Dès la rentrée prochaine, le seuil de réussite du CEB (6e primaire), CE1D (3e secondaire) et CESS (6e secondaire) passe de 50 à 60 %. La ministre de l’Éducation Valérie Glatigny a prévu toute série de moyens pour soutenir les élèves en difficulté. « Il est prouvé scientifiquement que les élèves changent leur comportement et s’adaptent pour atteindre un seuil supérieur.
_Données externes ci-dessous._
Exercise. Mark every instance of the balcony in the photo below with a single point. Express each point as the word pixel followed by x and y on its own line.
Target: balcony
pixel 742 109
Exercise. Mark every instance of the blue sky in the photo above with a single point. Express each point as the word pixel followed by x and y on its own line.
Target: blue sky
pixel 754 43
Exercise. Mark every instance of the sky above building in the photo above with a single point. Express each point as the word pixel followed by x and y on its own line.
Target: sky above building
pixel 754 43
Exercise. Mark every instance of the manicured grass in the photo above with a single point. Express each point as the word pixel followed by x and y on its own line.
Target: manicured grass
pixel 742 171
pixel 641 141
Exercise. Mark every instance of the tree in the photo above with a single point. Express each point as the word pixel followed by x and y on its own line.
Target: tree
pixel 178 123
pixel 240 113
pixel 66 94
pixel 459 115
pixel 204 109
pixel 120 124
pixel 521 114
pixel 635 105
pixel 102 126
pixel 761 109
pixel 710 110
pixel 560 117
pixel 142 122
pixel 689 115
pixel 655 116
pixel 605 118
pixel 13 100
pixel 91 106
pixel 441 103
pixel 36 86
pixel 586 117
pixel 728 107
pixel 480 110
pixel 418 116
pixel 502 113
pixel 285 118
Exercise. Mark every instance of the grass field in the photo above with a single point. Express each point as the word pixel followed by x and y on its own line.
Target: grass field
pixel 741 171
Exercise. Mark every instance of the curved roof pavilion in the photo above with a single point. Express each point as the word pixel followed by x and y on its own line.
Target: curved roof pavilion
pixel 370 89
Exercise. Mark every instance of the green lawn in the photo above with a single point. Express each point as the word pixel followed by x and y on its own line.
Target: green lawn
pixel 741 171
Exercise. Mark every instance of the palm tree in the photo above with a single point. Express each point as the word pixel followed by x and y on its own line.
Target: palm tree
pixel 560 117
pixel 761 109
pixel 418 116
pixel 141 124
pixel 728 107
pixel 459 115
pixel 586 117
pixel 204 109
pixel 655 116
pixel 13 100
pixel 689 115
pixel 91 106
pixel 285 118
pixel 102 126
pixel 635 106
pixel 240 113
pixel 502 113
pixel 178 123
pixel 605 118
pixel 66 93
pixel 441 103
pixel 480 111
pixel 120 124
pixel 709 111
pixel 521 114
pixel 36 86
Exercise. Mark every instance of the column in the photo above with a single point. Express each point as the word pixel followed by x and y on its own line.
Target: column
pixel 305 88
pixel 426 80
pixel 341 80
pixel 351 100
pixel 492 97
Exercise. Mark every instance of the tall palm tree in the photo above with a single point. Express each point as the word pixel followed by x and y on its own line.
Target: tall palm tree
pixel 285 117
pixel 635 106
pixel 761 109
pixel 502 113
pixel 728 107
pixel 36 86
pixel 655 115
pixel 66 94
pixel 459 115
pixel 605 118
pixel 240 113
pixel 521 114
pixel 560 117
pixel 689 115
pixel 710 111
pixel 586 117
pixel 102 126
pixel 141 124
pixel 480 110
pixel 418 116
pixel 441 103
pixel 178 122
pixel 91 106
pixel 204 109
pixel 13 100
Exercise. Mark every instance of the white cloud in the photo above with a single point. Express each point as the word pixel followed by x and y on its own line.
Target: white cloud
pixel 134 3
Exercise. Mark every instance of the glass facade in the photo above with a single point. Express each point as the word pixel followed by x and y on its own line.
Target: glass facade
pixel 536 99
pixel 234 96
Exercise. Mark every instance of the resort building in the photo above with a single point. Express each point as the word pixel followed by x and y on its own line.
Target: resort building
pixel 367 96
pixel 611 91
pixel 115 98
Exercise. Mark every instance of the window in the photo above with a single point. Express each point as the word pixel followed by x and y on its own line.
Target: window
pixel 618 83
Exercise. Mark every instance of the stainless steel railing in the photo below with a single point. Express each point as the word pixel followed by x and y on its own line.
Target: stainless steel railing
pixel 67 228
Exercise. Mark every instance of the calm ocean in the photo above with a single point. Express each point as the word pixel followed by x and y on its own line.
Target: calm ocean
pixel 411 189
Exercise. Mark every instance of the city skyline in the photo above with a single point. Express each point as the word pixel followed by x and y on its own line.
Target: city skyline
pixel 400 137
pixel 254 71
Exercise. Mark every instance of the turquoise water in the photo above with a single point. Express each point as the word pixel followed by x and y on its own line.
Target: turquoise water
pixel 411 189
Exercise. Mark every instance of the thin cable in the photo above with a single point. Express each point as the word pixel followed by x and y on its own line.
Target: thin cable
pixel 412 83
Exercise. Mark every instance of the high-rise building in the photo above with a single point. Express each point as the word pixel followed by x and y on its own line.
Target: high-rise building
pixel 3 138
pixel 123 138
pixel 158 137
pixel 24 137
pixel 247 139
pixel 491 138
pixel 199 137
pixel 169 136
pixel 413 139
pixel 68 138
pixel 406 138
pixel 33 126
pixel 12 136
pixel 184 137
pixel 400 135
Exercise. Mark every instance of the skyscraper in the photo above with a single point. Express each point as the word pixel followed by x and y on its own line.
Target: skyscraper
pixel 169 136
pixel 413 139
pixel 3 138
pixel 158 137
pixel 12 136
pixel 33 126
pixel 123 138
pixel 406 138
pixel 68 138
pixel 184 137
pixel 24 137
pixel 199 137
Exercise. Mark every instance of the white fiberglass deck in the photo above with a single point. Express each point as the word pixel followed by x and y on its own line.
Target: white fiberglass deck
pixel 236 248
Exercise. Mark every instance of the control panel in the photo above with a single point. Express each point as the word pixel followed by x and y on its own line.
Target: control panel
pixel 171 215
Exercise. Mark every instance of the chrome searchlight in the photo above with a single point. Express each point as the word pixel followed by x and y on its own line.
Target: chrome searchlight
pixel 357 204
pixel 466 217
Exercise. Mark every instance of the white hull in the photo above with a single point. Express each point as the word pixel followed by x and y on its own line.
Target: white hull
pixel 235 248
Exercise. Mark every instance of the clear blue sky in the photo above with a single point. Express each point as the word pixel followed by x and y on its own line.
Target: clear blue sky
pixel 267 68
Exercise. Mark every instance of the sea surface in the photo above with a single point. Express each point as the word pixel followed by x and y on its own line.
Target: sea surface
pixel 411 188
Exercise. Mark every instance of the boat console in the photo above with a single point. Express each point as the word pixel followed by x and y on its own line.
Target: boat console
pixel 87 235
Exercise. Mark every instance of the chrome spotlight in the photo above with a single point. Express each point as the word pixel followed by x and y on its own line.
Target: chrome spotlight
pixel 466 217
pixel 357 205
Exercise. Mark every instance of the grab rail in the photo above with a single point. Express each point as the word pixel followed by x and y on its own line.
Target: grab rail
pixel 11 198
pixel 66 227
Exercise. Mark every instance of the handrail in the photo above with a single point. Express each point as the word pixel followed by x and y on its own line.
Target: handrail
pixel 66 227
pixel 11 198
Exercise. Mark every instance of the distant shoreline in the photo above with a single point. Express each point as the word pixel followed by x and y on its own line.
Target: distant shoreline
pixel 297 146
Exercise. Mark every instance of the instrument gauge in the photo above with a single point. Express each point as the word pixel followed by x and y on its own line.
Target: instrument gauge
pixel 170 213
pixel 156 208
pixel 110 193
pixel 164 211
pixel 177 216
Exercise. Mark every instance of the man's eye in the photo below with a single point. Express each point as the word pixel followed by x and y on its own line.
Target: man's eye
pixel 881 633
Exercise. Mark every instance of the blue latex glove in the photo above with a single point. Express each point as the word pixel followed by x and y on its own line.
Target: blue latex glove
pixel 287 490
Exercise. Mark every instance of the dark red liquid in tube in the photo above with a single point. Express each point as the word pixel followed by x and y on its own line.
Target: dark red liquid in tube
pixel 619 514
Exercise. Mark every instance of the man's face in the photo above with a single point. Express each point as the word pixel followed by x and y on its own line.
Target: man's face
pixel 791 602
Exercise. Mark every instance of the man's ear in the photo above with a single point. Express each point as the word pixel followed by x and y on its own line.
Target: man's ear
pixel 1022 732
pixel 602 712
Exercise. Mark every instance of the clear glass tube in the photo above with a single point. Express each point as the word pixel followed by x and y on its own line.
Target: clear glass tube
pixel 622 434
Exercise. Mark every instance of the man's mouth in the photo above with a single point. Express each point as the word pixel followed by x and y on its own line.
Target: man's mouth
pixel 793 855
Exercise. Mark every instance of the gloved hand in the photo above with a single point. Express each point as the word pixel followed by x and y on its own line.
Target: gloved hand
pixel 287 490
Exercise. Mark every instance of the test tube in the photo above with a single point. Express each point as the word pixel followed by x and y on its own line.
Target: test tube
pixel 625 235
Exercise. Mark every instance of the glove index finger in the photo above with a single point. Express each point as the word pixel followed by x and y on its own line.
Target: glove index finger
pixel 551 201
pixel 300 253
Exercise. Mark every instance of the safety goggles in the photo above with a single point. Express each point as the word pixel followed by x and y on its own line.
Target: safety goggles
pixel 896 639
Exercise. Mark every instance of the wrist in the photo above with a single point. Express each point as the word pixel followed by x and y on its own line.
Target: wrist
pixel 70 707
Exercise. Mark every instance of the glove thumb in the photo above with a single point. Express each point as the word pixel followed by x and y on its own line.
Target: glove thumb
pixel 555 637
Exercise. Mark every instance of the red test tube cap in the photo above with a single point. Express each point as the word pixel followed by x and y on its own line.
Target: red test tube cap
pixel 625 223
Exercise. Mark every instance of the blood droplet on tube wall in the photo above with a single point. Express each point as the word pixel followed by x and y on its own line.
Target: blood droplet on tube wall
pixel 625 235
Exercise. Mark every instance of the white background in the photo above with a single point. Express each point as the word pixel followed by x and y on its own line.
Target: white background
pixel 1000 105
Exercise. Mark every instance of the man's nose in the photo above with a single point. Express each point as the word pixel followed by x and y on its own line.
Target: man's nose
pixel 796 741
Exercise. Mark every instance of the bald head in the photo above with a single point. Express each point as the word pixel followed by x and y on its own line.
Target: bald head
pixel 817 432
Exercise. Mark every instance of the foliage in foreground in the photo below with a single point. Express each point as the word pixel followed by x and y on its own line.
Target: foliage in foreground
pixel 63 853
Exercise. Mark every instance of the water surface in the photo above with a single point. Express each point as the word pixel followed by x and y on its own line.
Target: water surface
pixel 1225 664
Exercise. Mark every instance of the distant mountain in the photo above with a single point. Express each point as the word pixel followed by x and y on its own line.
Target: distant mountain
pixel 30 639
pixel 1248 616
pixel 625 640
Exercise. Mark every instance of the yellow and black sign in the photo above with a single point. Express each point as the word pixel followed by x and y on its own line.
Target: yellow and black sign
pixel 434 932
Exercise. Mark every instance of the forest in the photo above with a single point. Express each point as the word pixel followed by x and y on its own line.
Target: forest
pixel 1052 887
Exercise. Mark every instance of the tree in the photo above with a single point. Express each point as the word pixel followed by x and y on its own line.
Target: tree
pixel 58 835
Les élèves, sachant qu’ils réussissent à 50 %, ne fournissent pas plus d’effort que ça », insiste la libérale. « La même réflexion sur le seuil de réussite doit avoir lieu dans le supérieur car les étudiants seront des élèves qui auront réussi les épreuves certificatives externes avec au moins 60 %. »
Interpellée sur le sujet lundi en commission, la ministre-présidente a rappelé que le passage au seuil de 10/20 « ne constitue pas un relâchement, mais une manière de faire confiance aux jurys et enseignants ». « L’objectif premier demeure de garantir la confiance dans l’évaluation, en valorisant l’acquisition réelle des compétences plutôt que de se limiter à la fixation d’une moyenne chiffrée », a indiqué Elisabeth Degryse en charge de l’Enseignement supérieur. Si le gouvernement reste attentif, il ne prévoit pas de changement sous cette législature.